Salted Sunflower Seeds

Mammoth Sunflowers

I grew a half dozen Grey Stripe Mammoth sunflowers this year and decided to save some seed for snacks.  These monster  plants are not the tallest sunflowers one can grow, but they are tall enough, and the mature seed heads are well over a foot across.  This seed came from Botanical Interests.  Mammoth Grey Stripe is an old, open pollinated variety, so I can save a few of these to grow again, next year.

Ripe Sunflower Seed Head

The seeds were just starting to let go from the heads and become food for the birds when I cut them all off with pruning loppers.

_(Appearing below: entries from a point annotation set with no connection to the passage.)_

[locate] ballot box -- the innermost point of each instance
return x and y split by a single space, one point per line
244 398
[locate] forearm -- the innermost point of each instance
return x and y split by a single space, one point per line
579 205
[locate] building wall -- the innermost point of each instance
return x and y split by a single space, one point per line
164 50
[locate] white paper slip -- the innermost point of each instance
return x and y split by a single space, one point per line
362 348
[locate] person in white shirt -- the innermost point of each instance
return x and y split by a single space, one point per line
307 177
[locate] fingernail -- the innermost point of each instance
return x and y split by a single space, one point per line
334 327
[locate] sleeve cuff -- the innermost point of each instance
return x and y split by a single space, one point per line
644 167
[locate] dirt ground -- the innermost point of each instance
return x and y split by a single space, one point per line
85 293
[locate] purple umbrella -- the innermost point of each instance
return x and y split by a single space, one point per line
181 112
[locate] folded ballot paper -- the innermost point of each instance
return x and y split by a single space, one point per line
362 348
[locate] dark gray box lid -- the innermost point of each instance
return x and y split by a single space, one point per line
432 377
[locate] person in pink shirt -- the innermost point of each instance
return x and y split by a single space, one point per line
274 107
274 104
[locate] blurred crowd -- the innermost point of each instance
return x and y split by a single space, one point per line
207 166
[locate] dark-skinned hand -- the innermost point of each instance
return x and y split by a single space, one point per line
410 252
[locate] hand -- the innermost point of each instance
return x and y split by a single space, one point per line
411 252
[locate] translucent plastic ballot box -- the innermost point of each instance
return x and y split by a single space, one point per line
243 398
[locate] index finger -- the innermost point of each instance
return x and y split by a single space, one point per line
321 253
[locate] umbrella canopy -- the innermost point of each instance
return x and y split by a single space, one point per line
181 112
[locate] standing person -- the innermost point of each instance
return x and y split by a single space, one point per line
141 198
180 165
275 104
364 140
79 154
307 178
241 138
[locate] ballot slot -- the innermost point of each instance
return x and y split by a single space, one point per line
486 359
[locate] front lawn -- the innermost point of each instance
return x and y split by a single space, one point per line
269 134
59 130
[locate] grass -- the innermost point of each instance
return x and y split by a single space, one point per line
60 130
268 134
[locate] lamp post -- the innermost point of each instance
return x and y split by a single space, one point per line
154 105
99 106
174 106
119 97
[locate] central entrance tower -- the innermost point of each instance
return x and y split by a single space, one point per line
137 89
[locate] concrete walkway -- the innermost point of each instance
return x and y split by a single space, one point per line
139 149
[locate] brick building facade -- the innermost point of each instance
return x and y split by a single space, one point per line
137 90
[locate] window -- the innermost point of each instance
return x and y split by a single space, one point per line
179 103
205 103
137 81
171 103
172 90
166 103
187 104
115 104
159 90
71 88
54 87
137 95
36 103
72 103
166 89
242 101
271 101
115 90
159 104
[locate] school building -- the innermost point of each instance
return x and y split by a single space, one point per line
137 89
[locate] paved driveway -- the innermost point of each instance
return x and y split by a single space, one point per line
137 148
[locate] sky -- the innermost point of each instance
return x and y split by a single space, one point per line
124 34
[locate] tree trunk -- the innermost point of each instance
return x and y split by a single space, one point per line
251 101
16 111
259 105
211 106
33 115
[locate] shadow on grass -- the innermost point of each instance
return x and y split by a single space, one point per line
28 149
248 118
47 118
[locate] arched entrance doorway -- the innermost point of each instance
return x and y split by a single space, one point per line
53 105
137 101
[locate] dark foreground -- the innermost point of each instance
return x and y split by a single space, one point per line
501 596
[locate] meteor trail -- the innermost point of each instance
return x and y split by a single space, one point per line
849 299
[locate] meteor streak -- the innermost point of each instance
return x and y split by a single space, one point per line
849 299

Removing the Seeds is Easy

Removing the seeds was easily done by rubbing them out with a gloved hand.  I just let them fall into a five gallon bucket to collect them.

Sorting the Seeds

We got over a gallon of seeds from the six large heads.  I did a little online research, but I didn’t find any reference as to a quick and easy way to separate the good seeds from the ones not worth saving and the debris from the flower head.  I ended up dumping about a pint of seeds at a time onto a cookie sheet and just hand picking out the good seeds while moving all the chaff and bad seeds to the other side of the sheet.  It was a little time consuming, but not that  hard.  Judy and I each took turns sorting a pile of seeds to break up the monotony.

Soaking in a Salt Bath

We salted and oven dried most of the seeds.  The method cited online in several sources calls for soaking the seeds in a solution of a cup of salt to a gallon of water.  We soaked them overnight, stirring them frequently, and dried them on cookie sheets in the oven at 200o for about four hours.